Background and Motivation
After witnessing the murder of her father by a ruthless Hispanic gangbanger when she was just nine years old, she now has a score to settle, not just with the notorious Avenues Street Gang who reigns down terror on the citizens in L.A.'s Northeast Division where she works, but with the LAPD itself.
Conflict and Challenges
With her aggressive approach in dealing with the local street gangs, she soon finds herself, along with her partner, on a Mexican Mafia hit list after three Avenues Street Gang members die, one of them the little brother of an imprisoned Mafioso, at the conclusion of a violent police pursuit. Even though she is on a Mafia hit list, Marissa sets out to find the gang member who killed her uncle before she was born, who is now out of prison and back on the streets with EMERO status and considered a parolee at large.
Escalating Violence and Teamwork
Things get worse when the hit on Marissa and her partner by gang members goes awry, resulting in the accidental murder of a family member and her partner's wife.

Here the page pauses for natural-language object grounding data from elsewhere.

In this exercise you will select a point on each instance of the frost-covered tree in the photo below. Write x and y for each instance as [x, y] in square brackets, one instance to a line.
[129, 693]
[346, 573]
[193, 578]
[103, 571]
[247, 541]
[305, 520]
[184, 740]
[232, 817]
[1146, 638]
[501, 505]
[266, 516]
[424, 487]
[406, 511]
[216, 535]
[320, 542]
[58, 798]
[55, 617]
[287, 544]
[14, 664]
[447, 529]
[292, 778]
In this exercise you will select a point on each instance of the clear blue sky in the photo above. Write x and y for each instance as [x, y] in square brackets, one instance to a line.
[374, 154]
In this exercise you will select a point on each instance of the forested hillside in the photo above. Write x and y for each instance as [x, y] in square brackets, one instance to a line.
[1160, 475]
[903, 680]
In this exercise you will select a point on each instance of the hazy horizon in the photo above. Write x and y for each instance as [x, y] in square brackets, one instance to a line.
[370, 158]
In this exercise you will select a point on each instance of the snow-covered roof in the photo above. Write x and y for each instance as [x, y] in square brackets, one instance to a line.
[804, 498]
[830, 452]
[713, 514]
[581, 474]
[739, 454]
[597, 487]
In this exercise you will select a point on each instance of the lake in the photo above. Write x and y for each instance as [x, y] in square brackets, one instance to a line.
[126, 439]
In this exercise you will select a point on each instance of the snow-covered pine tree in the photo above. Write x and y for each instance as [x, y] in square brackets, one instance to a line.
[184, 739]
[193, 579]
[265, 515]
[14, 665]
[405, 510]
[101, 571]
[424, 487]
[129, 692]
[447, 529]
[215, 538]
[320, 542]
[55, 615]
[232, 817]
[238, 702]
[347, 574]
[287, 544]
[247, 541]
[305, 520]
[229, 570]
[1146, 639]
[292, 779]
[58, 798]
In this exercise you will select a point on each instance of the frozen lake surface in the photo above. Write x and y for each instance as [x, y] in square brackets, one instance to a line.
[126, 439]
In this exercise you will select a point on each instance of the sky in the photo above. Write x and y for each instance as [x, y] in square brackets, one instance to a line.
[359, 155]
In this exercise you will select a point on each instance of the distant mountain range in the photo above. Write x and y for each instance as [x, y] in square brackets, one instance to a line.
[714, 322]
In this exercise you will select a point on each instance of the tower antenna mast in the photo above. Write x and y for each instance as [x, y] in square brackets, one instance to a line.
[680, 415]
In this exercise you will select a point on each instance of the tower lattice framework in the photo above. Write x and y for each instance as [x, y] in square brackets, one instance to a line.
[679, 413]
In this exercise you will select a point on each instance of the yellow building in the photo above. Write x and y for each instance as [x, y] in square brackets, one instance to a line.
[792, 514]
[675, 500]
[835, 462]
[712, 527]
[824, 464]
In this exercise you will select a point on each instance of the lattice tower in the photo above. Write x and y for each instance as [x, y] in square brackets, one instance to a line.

Marissa eventually teams up with Bryce Stevens, a detective assigned to the Robbery Homicide Division of the LAPD. Together, they devise a plan to trick Emilio Soto, aka Whitey, a bumbling Avenues gang member, into becoming a confidential informant, hoping he will lead them to the individual who killed her uncle and to the gang members responsible for her family member's and her partner's wife's deaths.
Climax and Race Against Time
It becomes a race between Marissa Ortega and Jorge Mendoza, the Avenues Street Gang leader, to see who will stay alive long enough before the other is brought to justice.